It had to happen sometime. Liam Fox has got something right.
One of the most wasteful elements of defence spending for the past century has been the idiotic clamour that all three armed services should have equal budgets. If the Army needed an extra half a billion, the Air Force and Navy would demand equal treatment. If the forces were invented yesterday nobody would start with three services. Liam Fox yesterday took a bold step to challenge the military establishment. I urged him to take a second stride.
Paul Flynn (Newport West) (Lab): The statement is welcome because it recognises the waste and inefficiencies arising from rivalries between the three services, but should the Secretary of State not take the next logical step that the realities of modern warfare demand, which is to aim to create a single, unified service?

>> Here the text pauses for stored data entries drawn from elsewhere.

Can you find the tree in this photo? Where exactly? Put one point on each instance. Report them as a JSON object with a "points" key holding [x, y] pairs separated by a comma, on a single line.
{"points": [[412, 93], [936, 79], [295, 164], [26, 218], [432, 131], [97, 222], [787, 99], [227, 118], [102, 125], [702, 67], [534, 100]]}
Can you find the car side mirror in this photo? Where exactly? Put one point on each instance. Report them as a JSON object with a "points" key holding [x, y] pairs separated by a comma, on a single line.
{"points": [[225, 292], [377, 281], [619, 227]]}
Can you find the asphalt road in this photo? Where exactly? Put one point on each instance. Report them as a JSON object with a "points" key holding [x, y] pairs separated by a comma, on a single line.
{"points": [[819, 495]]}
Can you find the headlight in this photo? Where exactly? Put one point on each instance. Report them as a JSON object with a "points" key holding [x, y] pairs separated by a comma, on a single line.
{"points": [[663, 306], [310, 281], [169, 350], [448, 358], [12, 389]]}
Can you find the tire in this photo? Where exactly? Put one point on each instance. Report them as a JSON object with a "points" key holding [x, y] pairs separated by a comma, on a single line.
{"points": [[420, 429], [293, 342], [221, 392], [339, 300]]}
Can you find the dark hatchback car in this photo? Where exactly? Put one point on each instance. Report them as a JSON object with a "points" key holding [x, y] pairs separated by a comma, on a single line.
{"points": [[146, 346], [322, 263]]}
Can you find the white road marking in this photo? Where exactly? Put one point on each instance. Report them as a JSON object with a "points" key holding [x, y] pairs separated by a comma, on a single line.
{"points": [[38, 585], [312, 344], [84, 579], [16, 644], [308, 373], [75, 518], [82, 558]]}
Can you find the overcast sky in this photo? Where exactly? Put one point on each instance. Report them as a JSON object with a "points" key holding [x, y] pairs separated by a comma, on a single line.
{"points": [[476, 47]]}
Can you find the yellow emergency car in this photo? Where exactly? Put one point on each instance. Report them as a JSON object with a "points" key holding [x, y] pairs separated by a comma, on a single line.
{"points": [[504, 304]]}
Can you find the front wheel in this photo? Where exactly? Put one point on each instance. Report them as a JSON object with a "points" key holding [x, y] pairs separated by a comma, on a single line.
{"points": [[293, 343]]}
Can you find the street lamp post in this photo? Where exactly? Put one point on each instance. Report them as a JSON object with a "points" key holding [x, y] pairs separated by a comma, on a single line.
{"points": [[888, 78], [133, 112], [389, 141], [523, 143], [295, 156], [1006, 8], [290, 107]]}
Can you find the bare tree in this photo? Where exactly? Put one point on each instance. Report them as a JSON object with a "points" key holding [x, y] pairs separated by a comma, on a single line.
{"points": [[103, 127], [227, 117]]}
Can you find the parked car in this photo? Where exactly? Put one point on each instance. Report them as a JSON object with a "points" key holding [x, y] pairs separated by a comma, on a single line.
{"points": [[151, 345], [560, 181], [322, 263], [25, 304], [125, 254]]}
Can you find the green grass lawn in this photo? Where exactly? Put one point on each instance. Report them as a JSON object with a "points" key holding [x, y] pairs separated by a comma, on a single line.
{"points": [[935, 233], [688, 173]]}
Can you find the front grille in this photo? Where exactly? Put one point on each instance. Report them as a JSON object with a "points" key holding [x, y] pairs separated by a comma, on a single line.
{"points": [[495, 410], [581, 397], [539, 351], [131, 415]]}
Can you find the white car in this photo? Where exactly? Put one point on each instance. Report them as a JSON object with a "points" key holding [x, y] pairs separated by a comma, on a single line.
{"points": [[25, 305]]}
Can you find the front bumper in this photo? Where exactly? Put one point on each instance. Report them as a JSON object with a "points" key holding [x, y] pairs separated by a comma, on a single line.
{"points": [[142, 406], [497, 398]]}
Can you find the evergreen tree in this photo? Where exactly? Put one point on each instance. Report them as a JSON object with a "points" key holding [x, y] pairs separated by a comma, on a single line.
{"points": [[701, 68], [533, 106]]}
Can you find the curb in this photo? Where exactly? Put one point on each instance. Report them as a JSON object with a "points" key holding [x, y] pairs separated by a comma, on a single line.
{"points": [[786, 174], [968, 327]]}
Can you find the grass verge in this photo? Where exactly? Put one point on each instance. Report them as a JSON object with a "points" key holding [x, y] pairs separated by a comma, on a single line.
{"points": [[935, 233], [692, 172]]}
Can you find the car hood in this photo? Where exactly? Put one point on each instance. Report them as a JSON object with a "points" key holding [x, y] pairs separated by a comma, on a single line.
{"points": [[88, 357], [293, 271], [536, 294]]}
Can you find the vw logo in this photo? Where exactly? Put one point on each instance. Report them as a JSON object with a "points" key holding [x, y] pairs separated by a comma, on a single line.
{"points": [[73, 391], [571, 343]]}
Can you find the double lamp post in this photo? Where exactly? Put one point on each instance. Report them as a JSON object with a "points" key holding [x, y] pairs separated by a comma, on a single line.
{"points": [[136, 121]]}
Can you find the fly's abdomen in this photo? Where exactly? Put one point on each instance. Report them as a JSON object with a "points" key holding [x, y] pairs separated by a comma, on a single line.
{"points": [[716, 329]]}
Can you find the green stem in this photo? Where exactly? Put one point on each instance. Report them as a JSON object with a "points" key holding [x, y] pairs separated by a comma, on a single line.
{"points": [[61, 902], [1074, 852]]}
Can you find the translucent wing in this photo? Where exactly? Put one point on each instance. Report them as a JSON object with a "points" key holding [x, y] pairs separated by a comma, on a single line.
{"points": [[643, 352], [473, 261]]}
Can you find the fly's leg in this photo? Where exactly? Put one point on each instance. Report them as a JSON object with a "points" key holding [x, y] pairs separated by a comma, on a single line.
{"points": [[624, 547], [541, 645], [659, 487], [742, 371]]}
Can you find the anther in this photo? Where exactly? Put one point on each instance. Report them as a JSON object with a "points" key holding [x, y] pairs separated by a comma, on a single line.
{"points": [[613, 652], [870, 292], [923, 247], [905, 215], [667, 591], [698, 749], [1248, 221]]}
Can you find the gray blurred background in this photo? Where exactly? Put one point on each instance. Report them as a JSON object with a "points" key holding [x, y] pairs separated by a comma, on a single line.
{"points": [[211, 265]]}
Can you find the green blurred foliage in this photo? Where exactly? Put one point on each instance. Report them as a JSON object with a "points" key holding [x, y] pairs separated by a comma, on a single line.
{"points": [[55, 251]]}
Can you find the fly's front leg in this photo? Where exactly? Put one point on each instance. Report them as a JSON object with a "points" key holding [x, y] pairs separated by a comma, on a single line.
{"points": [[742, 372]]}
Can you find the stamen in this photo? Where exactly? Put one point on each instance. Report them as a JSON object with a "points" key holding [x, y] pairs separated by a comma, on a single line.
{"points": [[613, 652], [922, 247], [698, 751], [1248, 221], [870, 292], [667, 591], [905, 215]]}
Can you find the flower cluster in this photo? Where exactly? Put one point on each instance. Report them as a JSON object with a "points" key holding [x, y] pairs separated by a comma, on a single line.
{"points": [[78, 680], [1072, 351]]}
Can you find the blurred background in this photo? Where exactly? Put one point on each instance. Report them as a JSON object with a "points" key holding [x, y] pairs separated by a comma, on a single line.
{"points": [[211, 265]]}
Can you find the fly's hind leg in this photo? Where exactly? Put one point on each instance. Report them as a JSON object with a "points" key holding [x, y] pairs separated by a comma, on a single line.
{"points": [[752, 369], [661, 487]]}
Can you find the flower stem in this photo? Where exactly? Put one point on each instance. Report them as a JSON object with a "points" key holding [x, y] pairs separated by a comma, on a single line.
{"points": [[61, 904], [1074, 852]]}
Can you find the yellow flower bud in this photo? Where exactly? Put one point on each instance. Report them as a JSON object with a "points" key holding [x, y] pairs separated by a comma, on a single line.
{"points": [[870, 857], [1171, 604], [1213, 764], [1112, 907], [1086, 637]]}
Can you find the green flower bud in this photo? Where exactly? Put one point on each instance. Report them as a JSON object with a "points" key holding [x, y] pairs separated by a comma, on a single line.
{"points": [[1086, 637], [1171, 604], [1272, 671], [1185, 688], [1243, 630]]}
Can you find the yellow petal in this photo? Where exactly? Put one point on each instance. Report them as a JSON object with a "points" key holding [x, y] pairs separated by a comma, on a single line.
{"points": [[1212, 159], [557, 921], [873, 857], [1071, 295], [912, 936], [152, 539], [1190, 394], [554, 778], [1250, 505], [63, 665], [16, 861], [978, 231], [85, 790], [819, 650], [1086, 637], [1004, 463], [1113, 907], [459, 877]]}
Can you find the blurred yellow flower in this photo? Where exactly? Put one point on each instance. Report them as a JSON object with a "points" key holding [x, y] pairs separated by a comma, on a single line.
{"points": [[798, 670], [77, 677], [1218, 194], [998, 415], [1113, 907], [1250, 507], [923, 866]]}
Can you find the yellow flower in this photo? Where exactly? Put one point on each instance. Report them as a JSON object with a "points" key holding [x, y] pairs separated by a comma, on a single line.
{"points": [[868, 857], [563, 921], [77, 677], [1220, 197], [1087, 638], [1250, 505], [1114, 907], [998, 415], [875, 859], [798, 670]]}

Dr Fox: No one can deny the intellectual logic behind the hon. Gentleman’s point, but anyone who has spoken to a Canadian Defence Minister in recent years will have got a strong message: “Whatever you try, don’t try that.” There are differences in the approach of the single services, sometimes differences in the ethos of the single services and, clearly, differences in their history too. As we are asking our servicemen and women to do so much for us, the last thing that we want to do is to destroy that important emotional attachment to their heritage.
In the interest of brevity I ommitted my main point that was slightly off-message on our military role. We fight beyond our national interests and die beyond our reasonable responsibilities.